The complete article, authored by Christopher Murray and others, is rich in comparative data, and its conclusions are more than troubling.  Asian Americans in well-integrated counties have a life expectancy that is 15 years longer than African Americans living in urban settings sometimes just a few miles away.  Rural white Americans in the Midwest have a 7 year life expectancy advantage over rural African Americans in the south. 
Native American and African American men have life expectancies of between 60 and 70 years, but Asian American and white women living in rural areas have life expectancies well into their 80s.  These numbers are underscored by readily-available CDC data tables. 

Nevertheless, the federal government did not make a major commitment to funding specific programs aimed at tackling disparities until more than four years after this study was published.  Just recently, HHS announced its Promotores de Salud community health workers initiative, a strategy specifically designed to address health disparities in minority populations.
However, as Grantmakers in Health points out, both local and national foundations have been focused on this problem for years, leading the way by funding important initiatives looking at both populations and place as determinants of health status for many years.

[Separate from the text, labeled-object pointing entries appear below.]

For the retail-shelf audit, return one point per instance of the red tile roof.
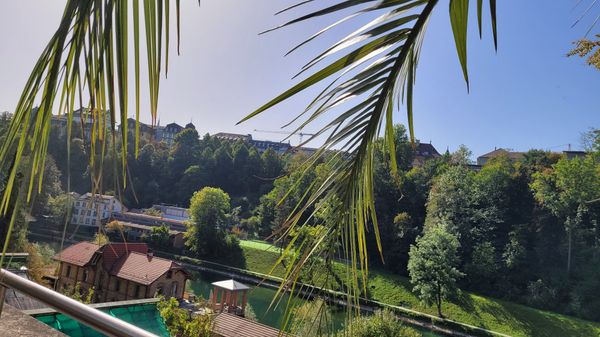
(113, 251)
(228, 325)
(142, 268)
(78, 254)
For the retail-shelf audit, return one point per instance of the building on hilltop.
(90, 209)
(260, 145)
(119, 271)
(511, 155)
(518, 156)
(135, 232)
(149, 220)
(233, 137)
(172, 212)
(424, 152)
(83, 118)
(169, 132)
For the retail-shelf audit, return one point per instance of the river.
(260, 298)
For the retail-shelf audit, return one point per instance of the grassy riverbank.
(497, 315)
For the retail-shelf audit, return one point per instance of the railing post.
(2, 295)
(96, 319)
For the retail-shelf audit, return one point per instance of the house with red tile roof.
(118, 272)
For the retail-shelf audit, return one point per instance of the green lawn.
(497, 315)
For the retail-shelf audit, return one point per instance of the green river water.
(260, 299)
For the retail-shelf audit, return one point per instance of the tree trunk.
(570, 232)
(439, 300)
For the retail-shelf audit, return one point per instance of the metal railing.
(80, 312)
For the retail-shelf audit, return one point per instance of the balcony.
(16, 323)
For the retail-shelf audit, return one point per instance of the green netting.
(145, 316)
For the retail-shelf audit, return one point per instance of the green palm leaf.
(369, 71)
(85, 67)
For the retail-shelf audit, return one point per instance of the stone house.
(89, 209)
(118, 272)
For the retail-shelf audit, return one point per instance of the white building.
(172, 212)
(89, 209)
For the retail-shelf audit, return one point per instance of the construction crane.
(282, 132)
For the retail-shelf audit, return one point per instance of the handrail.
(80, 312)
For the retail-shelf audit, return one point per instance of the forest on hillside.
(527, 231)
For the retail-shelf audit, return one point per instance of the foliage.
(433, 266)
(516, 320)
(590, 49)
(566, 191)
(206, 235)
(159, 237)
(35, 263)
(180, 324)
(100, 239)
(152, 212)
(376, 69)
(312, 318)
(380, 324)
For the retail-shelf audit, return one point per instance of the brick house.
(119, 271)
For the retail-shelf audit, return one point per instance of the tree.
(209, 208)
(432, 266)
(159, 237)
(312, 318)
(590, 49)
(382, 56)
(566, 191)
(381, 324)
(100, 239)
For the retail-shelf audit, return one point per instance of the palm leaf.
(85, 67)
(369, 71)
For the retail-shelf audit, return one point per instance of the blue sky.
(528, 95)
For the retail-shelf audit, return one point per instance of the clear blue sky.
(528, 95)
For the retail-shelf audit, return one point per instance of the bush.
(380, 324)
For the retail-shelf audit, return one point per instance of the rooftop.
(228, 325)
(230, 285)
(78, 254)
(142, 268)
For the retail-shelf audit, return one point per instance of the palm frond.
(376, 70)
(85, 68)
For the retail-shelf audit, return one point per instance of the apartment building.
(89, 209)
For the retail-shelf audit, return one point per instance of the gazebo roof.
(231, 285)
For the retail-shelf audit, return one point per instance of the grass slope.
(501, 316)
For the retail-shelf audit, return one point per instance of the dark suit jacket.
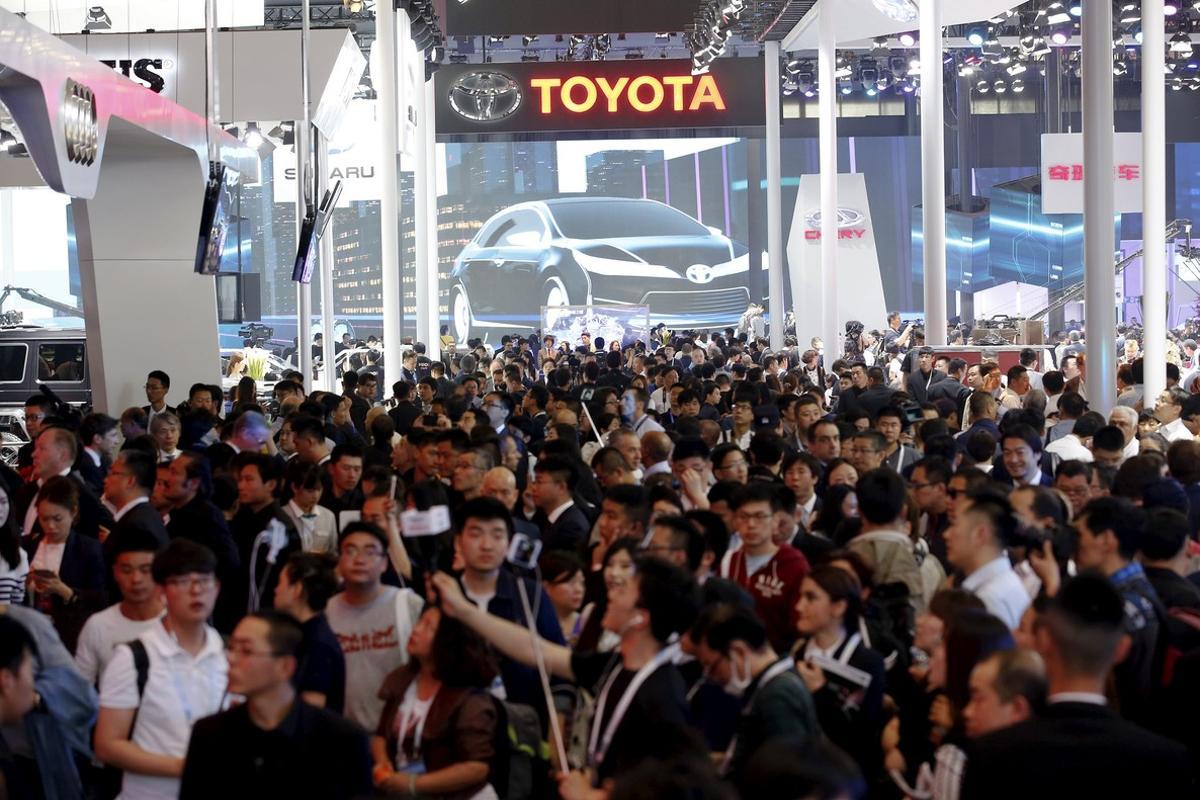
(203, 523)
(141, 517)
(568, 533)
(918, 383)
(93, 515)
(1075, 750)
(83, 570)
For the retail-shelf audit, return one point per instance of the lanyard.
(597, 745)
(772, 673)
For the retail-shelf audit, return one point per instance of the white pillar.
(1099, 281)
(328, 304)
(933, 162)
(431, 221)
(829, 325)
(772, 90)
(421, 179)
(389, 204)
(1153, 169)
(304, 290)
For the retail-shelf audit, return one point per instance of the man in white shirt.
(147, 713)
(1073, 446)
(975, 543)
(1168, 411)
(139, 609)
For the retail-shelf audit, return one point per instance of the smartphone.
(523, 552)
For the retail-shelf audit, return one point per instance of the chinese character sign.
(1062, 173)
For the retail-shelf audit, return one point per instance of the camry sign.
(851, 224)
(598, 95)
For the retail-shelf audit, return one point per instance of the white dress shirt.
(1000, 589)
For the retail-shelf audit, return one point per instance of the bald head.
(501, 483)
(655, 447)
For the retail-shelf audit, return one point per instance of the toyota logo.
(485, 96)
(846, 218)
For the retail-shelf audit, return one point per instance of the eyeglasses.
(353, 552)
(191, 582)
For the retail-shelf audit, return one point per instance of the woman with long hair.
(437, 733)
(846, 678)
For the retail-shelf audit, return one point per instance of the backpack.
(522, 756)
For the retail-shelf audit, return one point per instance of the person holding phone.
(67, 572)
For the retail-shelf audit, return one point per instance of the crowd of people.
(694, 567)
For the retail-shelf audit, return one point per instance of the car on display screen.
(597, 251)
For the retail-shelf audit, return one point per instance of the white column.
(325, 260)
(431, 221)
(774, 198)
(933, 162)
(1153, 218)
(421, 180)
(304, 290)
(829, 325)
(1099, 281)
(389, 182)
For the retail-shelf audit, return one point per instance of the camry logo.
(485, 96)
(846, 218)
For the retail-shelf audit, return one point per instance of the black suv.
(29, 358)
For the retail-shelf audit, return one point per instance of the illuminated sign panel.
(598, 95)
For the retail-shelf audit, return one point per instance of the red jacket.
(775, 589)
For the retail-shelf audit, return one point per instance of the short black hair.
(367, 528)
(317, 576)
(183, 557)
(1165, 535)
(1126, 521)
(881, 495)
(669, 593)
(484, 509)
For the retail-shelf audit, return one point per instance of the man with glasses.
(159, 685)
(769, 571)
(372, 621)
(274, 744)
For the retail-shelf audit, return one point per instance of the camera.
(523, 552)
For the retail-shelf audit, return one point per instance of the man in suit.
(563, 524)
(924, 377)
(54, 452)
(1078, 746)
(192, 516)
(156, 388)
(101, 438)
(127, 488)
(406, 410)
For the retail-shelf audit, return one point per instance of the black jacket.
(203, 523)
(312, 753)
(93, 515)
(83, 570)
(1075, 750)
(568, 533)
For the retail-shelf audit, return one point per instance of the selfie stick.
(594, 431)
(555, 729)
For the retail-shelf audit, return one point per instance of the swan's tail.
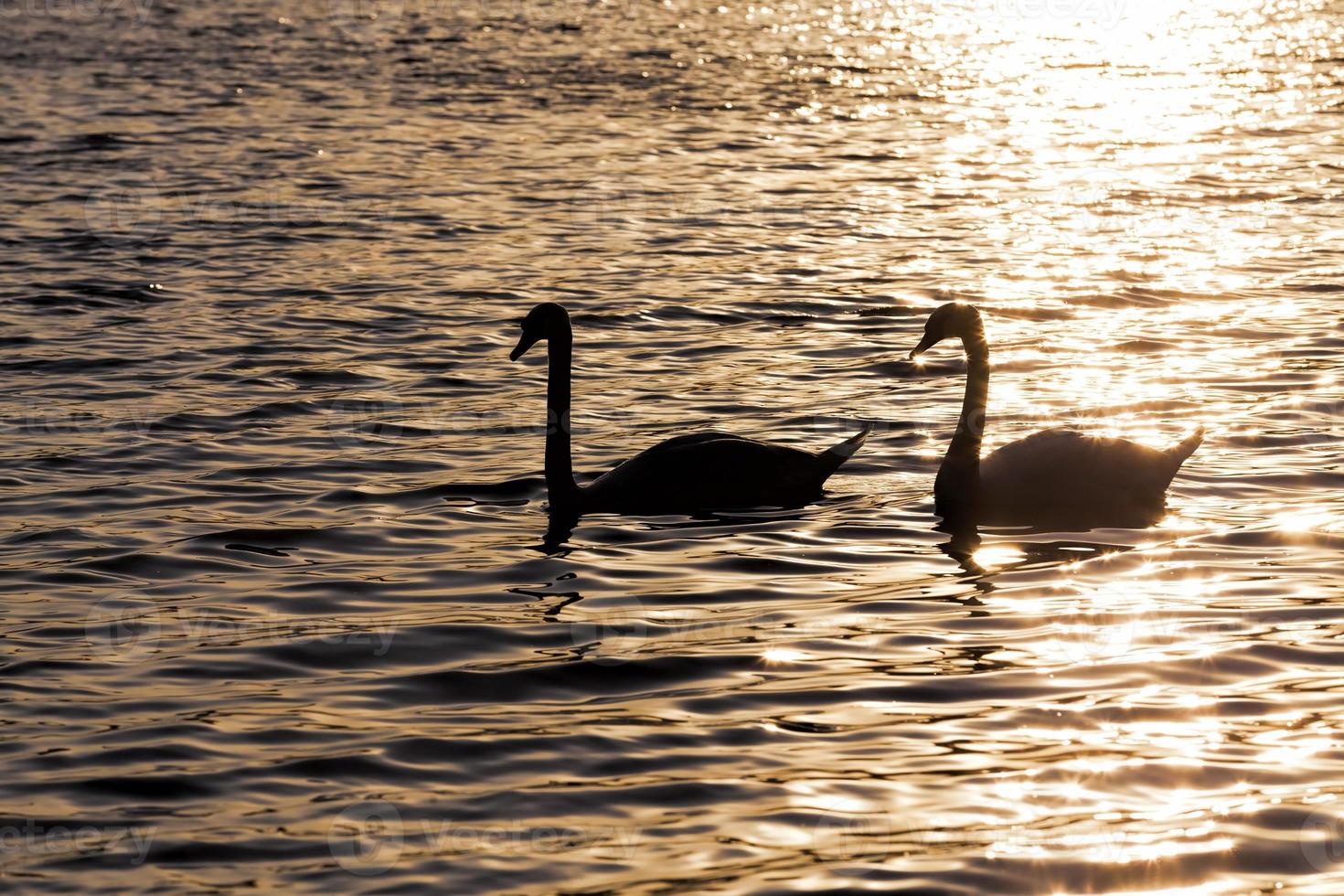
(834, 457)
(1178, 453)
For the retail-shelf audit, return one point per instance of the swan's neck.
(958, 477)
(560, 469)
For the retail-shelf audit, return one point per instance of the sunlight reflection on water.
(274, 515)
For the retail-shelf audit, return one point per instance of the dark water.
(277, 612)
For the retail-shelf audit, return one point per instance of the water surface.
(280, 607)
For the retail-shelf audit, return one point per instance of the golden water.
(279, 606)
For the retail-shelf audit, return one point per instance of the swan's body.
(1057, 475)
(683, 475)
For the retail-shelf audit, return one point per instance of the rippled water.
(280, 609)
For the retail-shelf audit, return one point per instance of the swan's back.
(711, 470)
(1069, 472)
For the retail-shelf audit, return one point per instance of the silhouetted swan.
(684, 475)
(1050, 475)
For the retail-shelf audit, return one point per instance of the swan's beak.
(925, 344)
(525, 343)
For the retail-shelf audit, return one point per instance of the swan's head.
(543, 321)
(951, 320)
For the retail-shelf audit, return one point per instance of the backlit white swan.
(1055, 475)
(683, 475)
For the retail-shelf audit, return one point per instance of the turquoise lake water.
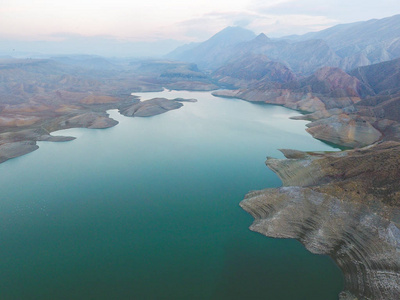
(149, 209)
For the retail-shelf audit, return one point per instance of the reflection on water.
(149, 210)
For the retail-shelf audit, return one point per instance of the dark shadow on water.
(254, 273)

At their finest, foundations lead governments to action by experimenting with differing approaches to solving emerging policy problems, and finding and promoting those that work best.
It’s government’s job to bring them to scale.  Then it can solve the underlying problems – like AIDS treatment and prevention, mental health and primary health care integration, and health disparities – it may have been too timid to address, either because it didn’t know what would work or because it didn’t know what the public would support.

Asking foundations also to take on this job of government will reduce the dollars available for innovation and experimentation.  The risk is that we miss out on finding an early solution to the next public health crisis.